For Prometheus, Histogram will sample data within a period of time (usually request duration or response size, etc.), and count it into a configurable bucket (storage bucket), and then filter samples through a specified interval, or count the total number of samples, and finally display the data as a histogram.

The division of Prometheus value interval adopts the cumulative interval interval mechanism, that is, the samples in each bucket include the samples in all previous buckets, so it is also called cumulative histogram.

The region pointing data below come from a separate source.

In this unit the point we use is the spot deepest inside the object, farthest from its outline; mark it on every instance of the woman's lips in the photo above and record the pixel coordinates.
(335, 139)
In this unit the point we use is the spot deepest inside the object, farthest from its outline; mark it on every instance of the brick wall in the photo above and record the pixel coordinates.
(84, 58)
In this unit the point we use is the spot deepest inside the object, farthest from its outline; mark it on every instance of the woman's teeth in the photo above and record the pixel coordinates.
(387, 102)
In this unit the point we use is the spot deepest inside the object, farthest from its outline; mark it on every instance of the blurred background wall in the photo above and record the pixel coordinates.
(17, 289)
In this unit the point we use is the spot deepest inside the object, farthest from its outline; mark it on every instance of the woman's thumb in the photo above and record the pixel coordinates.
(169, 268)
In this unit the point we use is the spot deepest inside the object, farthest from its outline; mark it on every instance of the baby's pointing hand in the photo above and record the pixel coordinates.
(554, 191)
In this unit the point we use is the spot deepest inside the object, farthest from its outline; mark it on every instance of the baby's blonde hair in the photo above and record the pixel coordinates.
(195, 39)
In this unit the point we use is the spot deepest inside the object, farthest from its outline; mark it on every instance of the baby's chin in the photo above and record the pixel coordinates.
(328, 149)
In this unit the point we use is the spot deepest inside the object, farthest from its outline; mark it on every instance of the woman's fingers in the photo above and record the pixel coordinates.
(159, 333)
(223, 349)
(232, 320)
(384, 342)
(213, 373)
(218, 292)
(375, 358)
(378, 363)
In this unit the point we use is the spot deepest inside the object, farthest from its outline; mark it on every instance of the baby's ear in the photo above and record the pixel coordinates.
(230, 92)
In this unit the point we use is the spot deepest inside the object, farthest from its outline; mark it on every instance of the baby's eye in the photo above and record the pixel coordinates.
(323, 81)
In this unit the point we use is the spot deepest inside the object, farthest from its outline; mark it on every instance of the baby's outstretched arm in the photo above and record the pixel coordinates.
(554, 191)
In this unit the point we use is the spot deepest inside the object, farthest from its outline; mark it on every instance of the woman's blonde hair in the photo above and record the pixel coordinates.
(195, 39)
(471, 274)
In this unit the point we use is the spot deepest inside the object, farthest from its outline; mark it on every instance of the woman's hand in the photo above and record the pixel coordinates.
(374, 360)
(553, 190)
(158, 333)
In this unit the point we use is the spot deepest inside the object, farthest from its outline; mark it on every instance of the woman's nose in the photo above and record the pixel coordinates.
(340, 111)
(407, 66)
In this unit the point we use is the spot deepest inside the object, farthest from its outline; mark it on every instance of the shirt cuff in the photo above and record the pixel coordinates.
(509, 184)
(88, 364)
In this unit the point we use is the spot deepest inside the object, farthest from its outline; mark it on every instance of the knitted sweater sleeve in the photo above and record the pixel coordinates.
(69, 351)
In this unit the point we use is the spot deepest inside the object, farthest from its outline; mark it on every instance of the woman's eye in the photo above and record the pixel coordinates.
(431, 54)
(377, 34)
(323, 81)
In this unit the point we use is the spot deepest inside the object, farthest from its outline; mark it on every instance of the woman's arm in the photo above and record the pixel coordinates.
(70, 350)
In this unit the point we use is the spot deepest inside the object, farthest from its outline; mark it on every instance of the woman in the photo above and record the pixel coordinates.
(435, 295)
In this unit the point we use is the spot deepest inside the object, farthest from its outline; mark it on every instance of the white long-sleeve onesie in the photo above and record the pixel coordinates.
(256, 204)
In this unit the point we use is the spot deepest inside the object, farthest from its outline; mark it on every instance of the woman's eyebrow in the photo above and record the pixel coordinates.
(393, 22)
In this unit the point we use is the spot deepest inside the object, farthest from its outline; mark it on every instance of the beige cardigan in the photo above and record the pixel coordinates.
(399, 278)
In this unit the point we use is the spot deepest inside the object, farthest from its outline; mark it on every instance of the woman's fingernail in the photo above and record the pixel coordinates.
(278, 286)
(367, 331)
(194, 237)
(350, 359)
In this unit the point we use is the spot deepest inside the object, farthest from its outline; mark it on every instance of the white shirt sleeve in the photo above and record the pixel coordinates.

Each indicator of the Histogram type has a base indicator name <basename>, which provides multiple time series:
<basename>_sum: the sum of all sample values

●<basename>_count: the total sampling times , which itself is essentially a Counter type indicator

●<basename>_bucket{le="<upper boundary>"} : The upper boundary of the observation bucket, that is, the sample statistical interval, indicating the number of samples whose sample value is less than or equal to the upper boundary <basename>_bucket{
 le="+Inf"} : The number of samples in the largest interval (including all samples)

#Using histogram 
In most cases, people generally tend to use the average value of certain quantitative indicators, such as the average CPU usage and the average response time of the page. The problem with this method is obvious. Take the average response time of system API calls as an example: if most API requests are maintained within the response time range of 100ms, while the response time of individual requests takes 5s, it will cause the response time of some web pages to fall to the median, and this phenomenon is called the long tail problem.
In order to distinguish between average slowness and long-tail slowness, the easiest way is to group requests according to the range of request delays. For example, count the number of requests with a delay between 0 and 10 ms, and the number of requests with a delay between 10 and 20 ms. In this way, the cause of system slowness can be quickly analyzed. Both Histogram and Summary are designed to solve such problems. Through the monitoring indicators of the Histogram and Summary types, we can quickly understand the distribution of monitoring samples.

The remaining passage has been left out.